„[…] gelangen sie auf humorvolle Weise in die Zeit, als Soldaten märchenhafte Uniformen und dreieckige Hüte trugen […]“.[1]
Dies ist eine seltsame Beschreibung für einen Besuch in der sogenannten „Kleinen Festung“ von Theresienstadt, einem Ort, der als Gefängnis der Gestapo für politische Gefangene genutzt wurde und dessen angrenzende Stadt als jüdisches Ghetto und Durchgangslager diente. 140.000 Menschen wurden nach Theresienstadt deportiert, 33.000 von ihnen wurden ermordet, 88.000 in Vernichtungslager deportiert, meist nach Auschwitz.

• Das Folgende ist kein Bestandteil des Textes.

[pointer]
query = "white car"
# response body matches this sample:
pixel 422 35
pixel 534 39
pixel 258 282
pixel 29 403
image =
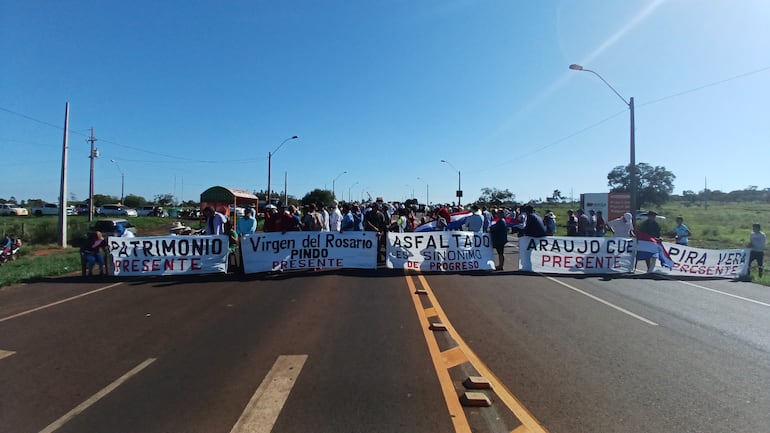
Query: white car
pixel 13 209
pixel 115 210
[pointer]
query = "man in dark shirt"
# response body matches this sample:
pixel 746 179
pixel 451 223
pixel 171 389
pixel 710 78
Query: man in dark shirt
pixel 534 225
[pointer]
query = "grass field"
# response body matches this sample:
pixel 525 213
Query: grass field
pixel 718 227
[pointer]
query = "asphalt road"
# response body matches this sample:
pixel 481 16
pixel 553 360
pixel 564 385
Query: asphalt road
pixel 352 352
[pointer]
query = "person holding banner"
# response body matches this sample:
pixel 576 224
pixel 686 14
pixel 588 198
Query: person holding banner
pixel 757 242
pixel 533 225
pixel 215 221
pixel 681 232
pixel 622 227
pixel 499 232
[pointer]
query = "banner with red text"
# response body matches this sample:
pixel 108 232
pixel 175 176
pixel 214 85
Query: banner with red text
pixel 168 255
pixel 699 262
pixel 576 255
pixel 443 251
pixel 265 252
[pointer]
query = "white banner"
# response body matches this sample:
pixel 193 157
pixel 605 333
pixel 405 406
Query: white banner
pixel 444 251
pixel 264 252
pixel 699 262
pixel 571 255
pixel 168 255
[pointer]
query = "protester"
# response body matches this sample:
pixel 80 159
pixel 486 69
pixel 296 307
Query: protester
pixel 550 223
pixel 757 242
pixel 601 225
pixel 499 233
pixel 622 227
pixel 323 216
pixel 681 232
pixel 215 221
pixel 375 221
pixel 533 226
pixel 177 228
pixel 121 231
pixel 92 252
pixel 335 218
pixel 346 224
pixel 475 221
pixel 572 223
pixel 487 218
pixel 584 224
pixel 272 219
pixel 652 228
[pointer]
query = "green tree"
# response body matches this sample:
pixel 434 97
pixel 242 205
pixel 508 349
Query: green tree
pixel 100 199
pixel 317 195
pixel 495 197
pixel 654 187
pixel 134 201
pixel 164 200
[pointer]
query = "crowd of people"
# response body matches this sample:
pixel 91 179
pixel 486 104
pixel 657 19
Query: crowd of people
pixel 381 217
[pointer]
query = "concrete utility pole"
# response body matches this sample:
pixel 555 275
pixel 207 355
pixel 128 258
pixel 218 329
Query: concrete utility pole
pixel 63 186
pixel 94 155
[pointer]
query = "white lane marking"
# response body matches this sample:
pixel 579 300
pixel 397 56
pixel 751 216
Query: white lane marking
pixel 724 293
pixel 598 299
pixel 96 397
pixel 43 307
pixel 265 405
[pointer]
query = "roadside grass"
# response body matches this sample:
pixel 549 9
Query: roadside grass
pixel 720 226
pixel 29 266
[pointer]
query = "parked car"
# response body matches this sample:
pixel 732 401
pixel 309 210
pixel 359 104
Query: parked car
pixel 643 216
pixel 81 209
pixel 107 226
pixel 13 209
pixel 115 210
pixel 51 209
pixel 152 211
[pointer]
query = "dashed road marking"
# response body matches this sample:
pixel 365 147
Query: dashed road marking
pixel 96 397
pixel 266 404
pixel 53 304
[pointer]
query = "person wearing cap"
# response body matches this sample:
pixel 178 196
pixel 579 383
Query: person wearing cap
pixel 601 225
pixel 622 227
pixel 247 224
pixel 475 221
pixel 335 217
pixel 681 232
pixel 215 221
pixel 534 226
pixel 121 231
pixel 177 229
pixel 757 243
pixel 650 226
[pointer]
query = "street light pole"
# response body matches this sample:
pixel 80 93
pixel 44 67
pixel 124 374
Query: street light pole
pixel 459 187
pixel 122 180
pixel 633 182
pixel 270 165
pixel 334 194
pixel 351 187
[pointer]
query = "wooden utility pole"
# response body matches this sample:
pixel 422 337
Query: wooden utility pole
pixel 94 155
pixel 63 185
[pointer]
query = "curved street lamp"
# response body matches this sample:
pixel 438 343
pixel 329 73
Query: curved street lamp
pixel 122 180
pixel 459 188
pixel 349 189
pixel 334 194
pixel 632 183
pixel 270 163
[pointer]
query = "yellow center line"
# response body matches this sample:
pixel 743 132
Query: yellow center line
pixel 503 393
pixel 459 421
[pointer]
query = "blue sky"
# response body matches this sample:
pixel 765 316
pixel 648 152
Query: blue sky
pixel 188 95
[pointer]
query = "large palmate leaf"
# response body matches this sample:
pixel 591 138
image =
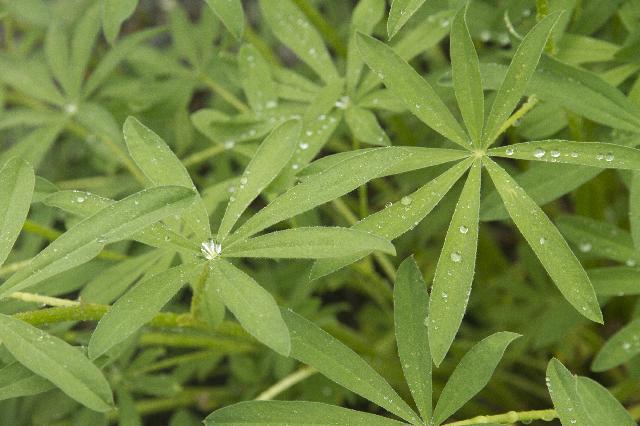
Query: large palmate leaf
pixel 547 243
pixel 52 358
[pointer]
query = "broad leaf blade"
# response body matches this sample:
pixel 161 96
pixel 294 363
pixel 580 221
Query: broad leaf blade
pixel 310 243
pixel 455 269
pixel 414 91
pixel 411 307
pixel 52 358
pixel 315 347
pixel 472 374
pixel 323 187
pixel 138 306
pixel 595 154
pixel 293 413
pixel 85 240
pixel 522 67
pixel 17 182
pixel 465 71
pixel 547 243
pixel 252 305
pixel 272 155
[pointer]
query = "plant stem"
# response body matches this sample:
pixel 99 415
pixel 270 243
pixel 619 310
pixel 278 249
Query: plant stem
pixel 286 383
pixel 510 417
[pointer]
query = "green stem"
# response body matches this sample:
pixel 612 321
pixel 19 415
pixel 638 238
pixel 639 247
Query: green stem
pixel 510 417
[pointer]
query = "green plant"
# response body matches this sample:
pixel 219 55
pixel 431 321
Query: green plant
pixel 171 239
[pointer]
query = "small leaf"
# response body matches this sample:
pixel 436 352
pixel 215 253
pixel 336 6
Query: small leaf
pixel 415 92
pixel 465 71
pixel 472 374
pixel 401 11
pixel 323 187
pixel 62 364
pixel 411 307
pixel 231 14
pixel 547 243
pixel 310 243
pixel 138 306
pixel 85 240
pixel 522 67
pixel 315 347
pixel 293 413
pixel 17 182
pixel 160 165
pixel 114 13
pixel 595 154
pixel 620 347
pixel 252 305
pixel 272 155
pixel 455 269
pixel 400 217
pixel 294 30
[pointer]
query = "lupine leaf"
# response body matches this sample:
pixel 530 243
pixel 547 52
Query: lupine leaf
pixel 547 243
pixel 62 364
pixel 455 269
pixel 411 307
pixel 315 347
pixel 472 374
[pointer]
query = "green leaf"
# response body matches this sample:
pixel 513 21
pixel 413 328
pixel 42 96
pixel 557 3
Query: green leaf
pixel 62 364
pixel 411 307
pixel 310 243
pixel 547 243
pixel 465 70
pixel 294 30
pixel 160 165
pixel 17 182
pixel 138 306
pixel 455 269
pixel 580 401
pixel 401 11
pixel 522 67
pixel 315 347
pixel 620 347
pixel 86 239
pixel 472 374
pixel 231 14
pixel 595 154
pixel 400 217
pixel 293 413
pixel 114 13
pixel 414 91
pixel 323 187
pixel 252 305
pixel 365 127
pixel 272 155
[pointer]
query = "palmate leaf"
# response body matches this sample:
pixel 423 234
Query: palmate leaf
pixel 272 155
pixel 85 240
pixel 138 306
pixel 252 305
pixel 522 67
pixel 399 218
pixel 471 374
pixel 315 347
pixel 595 154
pixel 62 364
pixel 415 93
pixel 273 413
pixel 310 243
pixel 547 243
pixel 411 307
pixel 579 401
pixel 455 269
pixel 17 182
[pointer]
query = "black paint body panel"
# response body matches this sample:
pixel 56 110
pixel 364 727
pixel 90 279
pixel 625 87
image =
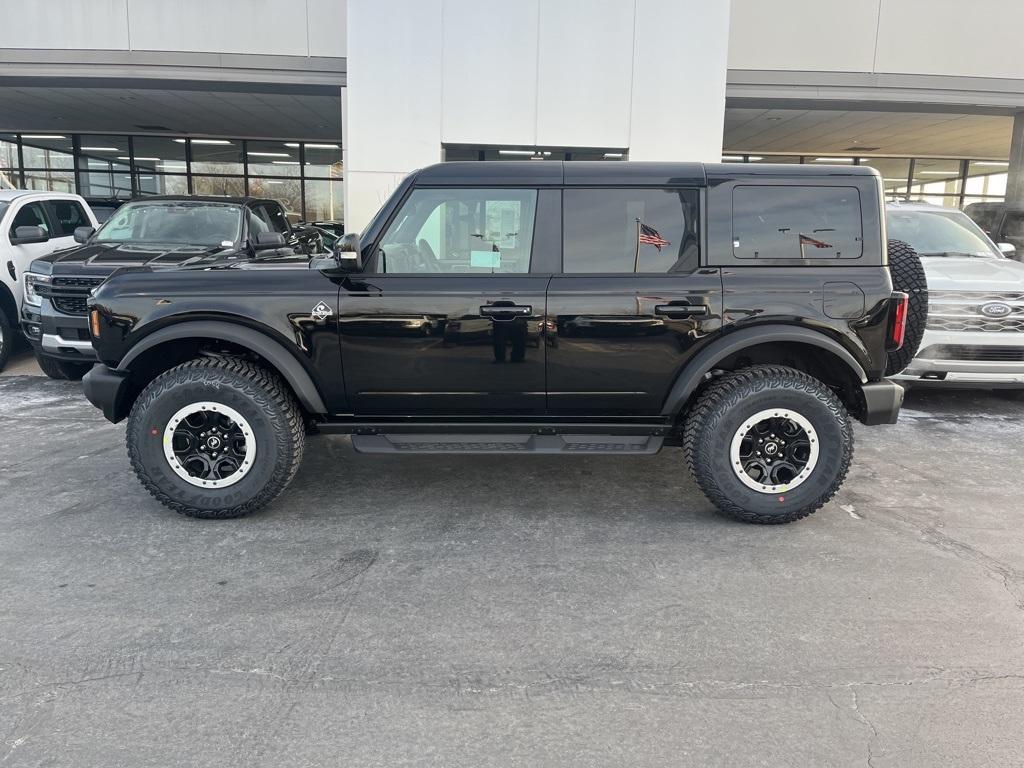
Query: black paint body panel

Dennoch bewirbt das Tourismusportal „Theresienstadt – Stadt der Veränderung“ einen Besuch des Ortes mit einer Reise in eine Zeit, in der „[…] Soldaten bei Kerzenschein aßen und im Heu schliefen.“[2] Unter diesem romantisierenden Motto finden seit einigen Jahren sogenannte „Reenactments“ in der „Kleinen Festung“ Theresienstadts statt, die (fiktive) Schlachten des 18. Jahrhunderts nacherzählen wollen.[3] Diese Darbietungen stehen im Widerspruch zu jeder historischen Faktizität, da die Festung kaum eine militärische Bedeutung hatte und es dort nie zu einer kriegerischen Auseinandersetzung im Sinne der „Reenactments“ gekommen ist. Zudem ignorieren die Werbedarstellungen des Tourismusportals die Geschichte des Ghettos und Gefängnisses Theresienstadt vollkommen und inszenieren die Anlage als historische Erlebnisstätte.
Wie kann es sein, dass ein Ort wie Theresienstadt, der untrennbar mit den Erfahrungen der Shoa verflochten ist, heute vollkommen losgelöst von diesen Verbrechen inszeniert werden kann? Um dies zu verstehen, lohnt sich ein kurzer Blick in die schwierige und umkämpfte Erinnerungskultur an Theresienstadt.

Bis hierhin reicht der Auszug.